Classification vs Detection differential backpropagation in the archtiecture

Hi, I’ve been reading a lot about different versions of YOLO and started my tests with this YOLOv5 version. I am checking about the training process and I found very interesting information about the process in this other thread How to combine weights.

What I haven’t been able to see is whether previous YOLO approach to training is maintained or it changed. In YOLO900 paper it was stated the following:

During training we mix images from both detection and
classification datasets. When our network sees an image
labelled for detection we can backpropagate based on the
full YOLOv2 loss function. When it sees a classification
image we only backpropagate loss from the classification-
specific parts of the architecture.

I cannot find whether this feature was discarded in later versions of YOLO (i.e. v5) or not. Maybe I missed important information about it.

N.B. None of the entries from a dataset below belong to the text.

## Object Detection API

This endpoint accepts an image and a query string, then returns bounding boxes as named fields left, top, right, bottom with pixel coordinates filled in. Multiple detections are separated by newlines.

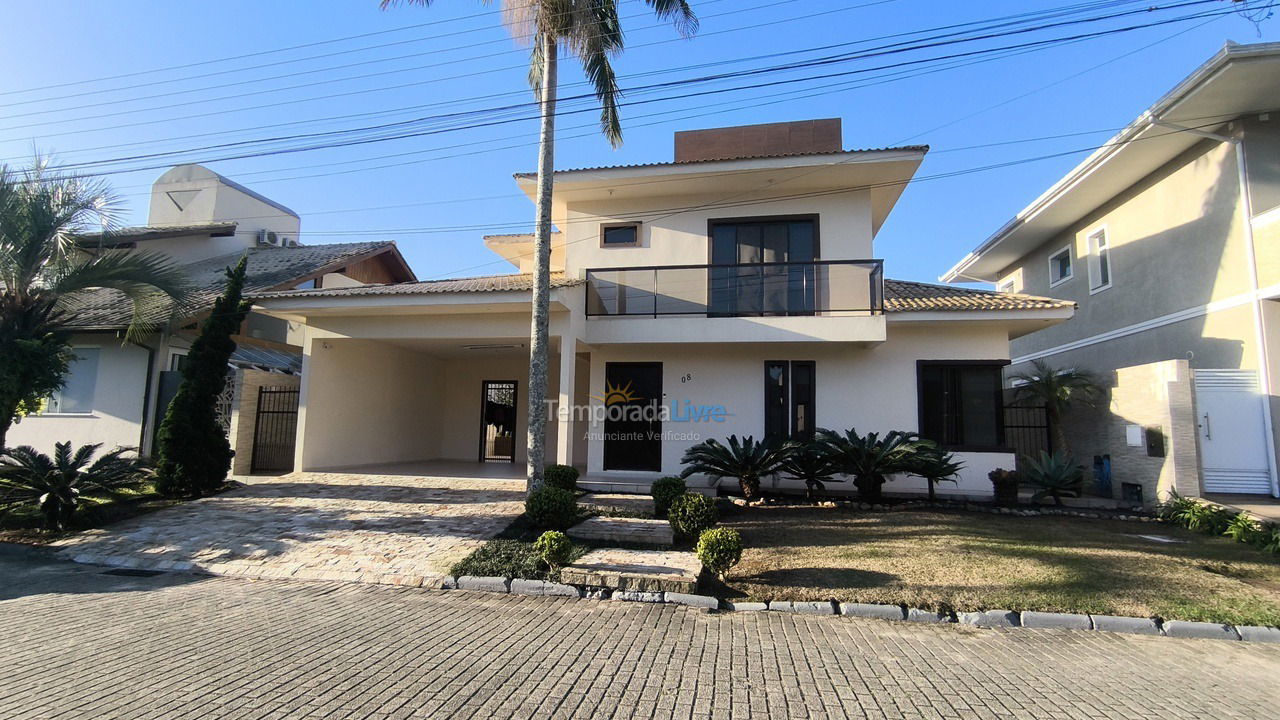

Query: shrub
left=987, top=468, right=1018, bottom=507
left=680, top=436, right=792, bottom=500
left=525, top=487, right=577, bottom=530
left=0, top=442, right=151, bottom=530
left=1222, top=512, right=1261, bottom=542
left=534, top=530, right=573, bottom=570
left=543, top=465, right=579, bottom=492
left=698, top=520, right=742, bottom=578
left=667, top=492, right=719, bottom=538
left=649, top=478, right=689, bottom=518
left=1023, top=450, right=1084, bottom=505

My problem comes from the use case in which I am working. Just to give a bit of context, I am trying to complete a given dataset (KAIST dataset, with thermal-visual image pairs) and it would be pretty useful to be able to complete it with just some classification examples. The dataset has a lot of detection images with people on the walking or standing on streets but I would need to enhance it to be able to detect humans in different positions and postures. These examples should be useful to generalize the ‘concept’ of person in the network in later detection-classification use cases.

If this feature, this differential training based on type of data, is not available anymore (not sure later architectures allow it), having a label of the whole image with the associated class could do the trick?
In that case, does anyone when was this approach changed? I would like to check the details and try to understand it.

Obviously I’ll have less images of this type, but I think the flag image-weights could solve this imbalance of examples.

Many thanks!

I cannot eddit the message (or I don’t know how).
This question in StackOverflow seems to be related as in YOLO documentation was said that when no anchor box is provided is it used as classification only. Is it the same with YOLOv8?

Many thanks